There is a powerful dissenting judgment from Lord Denning, but we will not lengthen this decision by summarising it. The ratio of the majority is binding upon us. What is that ratio? Arnold LJ addressed that question in Charman v Revenue and Customs Commissioners [2021] EWCA Civ 1804, [22]:
“Two points were made by the majority of the House of Lords in Abbott v Philbin [1961] AC 352, both of which were subsequently reversed by statute. The first point, and the ratio decidendi of the case, is the one referred to by Lord Walker JSC in Gray’s Timber and by Lord Reed JSC in UBS concerning the time at which the option became taxable … The second point, which was obiter, was that the difference between the price of the shares under the option and their market value when the option was exercised did not arise “from” the taxpayer's employment.”
We gratefully adopt that analysis, but add that the more the realisation of the profit from the options turns on the judgment of the employee, the stronger the case for treating the option itself as remuneration provided by the employer (and vice versa).
We also note the following features of Abbott v Philbin:
The right in question – the option to acquire shares in a listed company at a favourable strike price – is a well-recognised asset class, one commonly traded and which very often functions as a proxy to the economic benefits of share ownership (cf. the example at [21] above).
The House of Lords was not asked to consider any particular difficulty in turning the option into account.

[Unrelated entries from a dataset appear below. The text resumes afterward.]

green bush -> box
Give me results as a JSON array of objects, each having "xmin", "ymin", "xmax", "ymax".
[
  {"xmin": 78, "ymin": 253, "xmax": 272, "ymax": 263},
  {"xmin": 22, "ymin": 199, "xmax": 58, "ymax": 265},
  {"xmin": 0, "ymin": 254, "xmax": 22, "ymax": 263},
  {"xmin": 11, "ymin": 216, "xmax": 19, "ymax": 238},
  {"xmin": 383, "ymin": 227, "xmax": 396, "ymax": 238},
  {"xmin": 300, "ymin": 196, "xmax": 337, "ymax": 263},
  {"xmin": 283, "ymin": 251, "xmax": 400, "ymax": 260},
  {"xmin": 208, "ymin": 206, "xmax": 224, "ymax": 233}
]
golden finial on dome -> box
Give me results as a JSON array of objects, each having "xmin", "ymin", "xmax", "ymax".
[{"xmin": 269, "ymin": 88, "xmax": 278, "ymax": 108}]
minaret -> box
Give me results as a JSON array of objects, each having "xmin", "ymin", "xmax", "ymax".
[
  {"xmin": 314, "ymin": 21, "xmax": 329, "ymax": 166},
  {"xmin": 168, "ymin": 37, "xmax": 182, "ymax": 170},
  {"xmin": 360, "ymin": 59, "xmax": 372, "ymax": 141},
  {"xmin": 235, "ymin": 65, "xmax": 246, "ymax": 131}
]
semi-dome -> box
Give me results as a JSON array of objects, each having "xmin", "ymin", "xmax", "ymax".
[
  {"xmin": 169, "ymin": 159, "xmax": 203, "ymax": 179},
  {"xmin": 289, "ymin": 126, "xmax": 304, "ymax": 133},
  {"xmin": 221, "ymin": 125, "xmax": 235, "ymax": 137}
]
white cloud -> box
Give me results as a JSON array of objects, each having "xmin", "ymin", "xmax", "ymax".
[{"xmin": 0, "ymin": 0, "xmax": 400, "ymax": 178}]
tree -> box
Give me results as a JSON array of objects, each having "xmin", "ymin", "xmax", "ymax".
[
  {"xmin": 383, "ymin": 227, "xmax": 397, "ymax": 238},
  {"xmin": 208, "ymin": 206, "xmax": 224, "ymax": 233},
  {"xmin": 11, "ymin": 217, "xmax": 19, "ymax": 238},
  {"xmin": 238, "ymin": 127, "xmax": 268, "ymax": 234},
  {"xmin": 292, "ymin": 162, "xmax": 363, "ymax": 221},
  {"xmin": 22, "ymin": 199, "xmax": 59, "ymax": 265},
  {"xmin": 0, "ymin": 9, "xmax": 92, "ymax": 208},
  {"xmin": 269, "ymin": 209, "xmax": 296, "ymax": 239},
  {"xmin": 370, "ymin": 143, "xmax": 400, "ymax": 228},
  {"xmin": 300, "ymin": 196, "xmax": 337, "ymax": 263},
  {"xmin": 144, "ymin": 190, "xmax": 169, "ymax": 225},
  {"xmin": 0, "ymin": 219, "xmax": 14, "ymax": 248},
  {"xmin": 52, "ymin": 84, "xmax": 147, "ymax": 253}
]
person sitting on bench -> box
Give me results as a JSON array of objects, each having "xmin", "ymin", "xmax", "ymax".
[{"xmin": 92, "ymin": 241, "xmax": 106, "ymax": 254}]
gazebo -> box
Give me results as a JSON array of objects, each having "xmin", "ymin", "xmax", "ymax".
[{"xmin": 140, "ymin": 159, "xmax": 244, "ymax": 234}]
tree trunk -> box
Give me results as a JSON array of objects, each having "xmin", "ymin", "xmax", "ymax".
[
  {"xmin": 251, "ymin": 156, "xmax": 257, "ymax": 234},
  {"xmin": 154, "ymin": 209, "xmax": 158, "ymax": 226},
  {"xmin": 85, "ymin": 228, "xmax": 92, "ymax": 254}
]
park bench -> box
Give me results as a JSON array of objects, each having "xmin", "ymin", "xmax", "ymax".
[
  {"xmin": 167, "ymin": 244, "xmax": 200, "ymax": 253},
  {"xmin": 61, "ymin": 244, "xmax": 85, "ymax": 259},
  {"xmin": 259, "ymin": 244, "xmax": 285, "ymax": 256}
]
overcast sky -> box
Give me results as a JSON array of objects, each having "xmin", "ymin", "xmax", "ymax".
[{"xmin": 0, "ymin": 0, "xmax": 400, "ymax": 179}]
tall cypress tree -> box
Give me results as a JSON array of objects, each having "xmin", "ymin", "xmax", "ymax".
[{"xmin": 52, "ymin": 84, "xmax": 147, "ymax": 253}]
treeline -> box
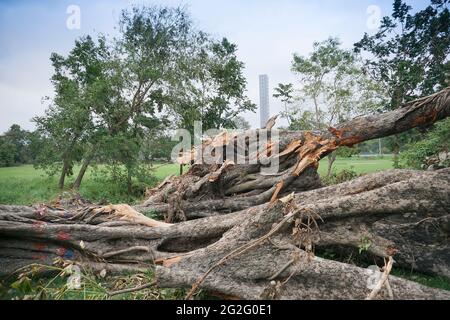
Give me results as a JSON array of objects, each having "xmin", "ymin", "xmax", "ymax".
[
  {"xmin": 274, "ymin": 0, "xmax": 450, "ymax": 173},
  {"xmin": 24, "ymin": 7, "xmax": 255, "ymax": 194}
]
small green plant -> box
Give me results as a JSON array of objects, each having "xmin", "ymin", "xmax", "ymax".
[
  {"xmin": 358, "ymin": 236, "xmax": 372, "ymax": 254},
  {"xmin": 322, "ymin": 166, "xmax": 358, "ymax": 185}
]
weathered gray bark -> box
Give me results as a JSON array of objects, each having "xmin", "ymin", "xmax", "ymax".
[
  {"xmin": 0, "ymin": 169, "xmax": 450, "ymax": 299},
  {"xmin": 0, "ymin": 88, "xmax": 450, "ymax": 299}
]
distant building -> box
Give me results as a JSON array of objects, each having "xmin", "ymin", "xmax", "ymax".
[{"xmin": 259, "ymin": 74, "xmax": 270, "ymax": 128}]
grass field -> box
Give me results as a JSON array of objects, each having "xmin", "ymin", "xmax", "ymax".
[{"xmin": 0, "ymin": 158, "xmax": 392, "ymax": 205}]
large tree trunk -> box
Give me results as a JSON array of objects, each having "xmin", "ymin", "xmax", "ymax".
[{"xmin": 0, "ymin": 88, "xmax": 450, "ymax": 299}]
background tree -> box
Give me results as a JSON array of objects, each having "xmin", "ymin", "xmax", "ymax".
[
  {"xmin": 230, "ymin": 116, "xmax": 252, "ymax": 131},
  {"xmin": 273, "ymin": 83, "xmax": 294, "ymax": 126},
  {"xmin": 33, "ymin": 36, "xmax": 109, "ymax": 189},
  {"xmin": 169, "ymin": 37, "xmax": 256, "ymax": 132}
]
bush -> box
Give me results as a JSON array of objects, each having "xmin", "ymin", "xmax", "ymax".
[{"xmin": 400, "ymin": 118, "xmax": 450, "ymax": 169}]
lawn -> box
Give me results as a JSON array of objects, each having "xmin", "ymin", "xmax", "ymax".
[{"xmin": 0, "ymin": 158, "xmax": 392, "ymax": 205}]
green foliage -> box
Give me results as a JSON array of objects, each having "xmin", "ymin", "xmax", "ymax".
[
  {"xmin": 168, "ymin": 33, "xmax": 256, "ymax": 133},
  {"xmin": 0, "ymin": 124, "xmax": 34, "ymax": 167},
  {"xmin": 358, "ymin": 236, "xmax": 372, "ymax": 254},
  {"xmin": 273, "ymin": 83, "xmax": 294, "ymax": 126},
  {"xmin": 0, "ymin": 263, "xmax": 186, "ymax": 300},
  {"xmin": 335, "ymin": 147, "xmax": 359, "ymax": 158},
  {"xmin": 322, "ymin": 166, "xmax": 358, "ymax": 185},
  {"xmin": 32, "ymin": 6, "xmax": 254, "ymax": 197},
  {"xmin": 290, "ymin": 38, "xmax": 380, "ymax": 130},
  {"xmin": 400, "ymin": 119, "xmax": 450, "ymax": 169},
  {"xmin": 355, "ymin": 0, "xmax": 450, "ymax": 104}
]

The process of realisation was not regarded as presenting any obvious challenge by either Viscount Simonds (pp.365-66: “there could be no difficulty”), Lord Reid (p.371: “nothing to indicate that there would have been much difficulty”) or Lord Radcliffe (p.378:”he could also at any time, at his choice, sell or raise money on his right to call for the shares”).
Indeed if the option was “in the money” so far as the employee was concerned when granted (a possibility to which both Lord Reid and Viscount Simonds referred), it represented an immediate conferral of benefit which the employee could have realised by exercising it on the day of grant.
Once granted, it was for the employee to decide when to exercise it, and take the risk that waiting for a sufficient increase above the strike price might miss the market peak and/or render the option valueless (cf Lord Racfliffe’s reference to the employee’s “judicious assessment”).
Once the employee had been granted the option, the employer had no direct influence over how profitable it would be, save that the better run the company was in general terms (and all other things being equal), the greater the likelihood of appreciation in the share price (cf. Lord Reid at p.370).
Mr Abbott had to be an employee both to acquire and to exercise the option. However, this was broadly within his control, as Lord Reid noted at p.375 (and he appeared to leave open the possibility that conditions with which the employee could not easily and immediately comply may “make a difference”). In any event, should Mr Abbott have decided to retire or leave, he was able to exercise the option immediately prior to departure. It may be that market conditions would not have made that advantageous, or even positively harmful, but that is a matter going to the decision to exercise the right rather than an intrinsic limitation on the right.
There was, independently, a (comparatively generous) 10-year time limit for exercising the option.
Lord Radcliffe said that the case involved line-drawing, with this issue being on the right side of the line.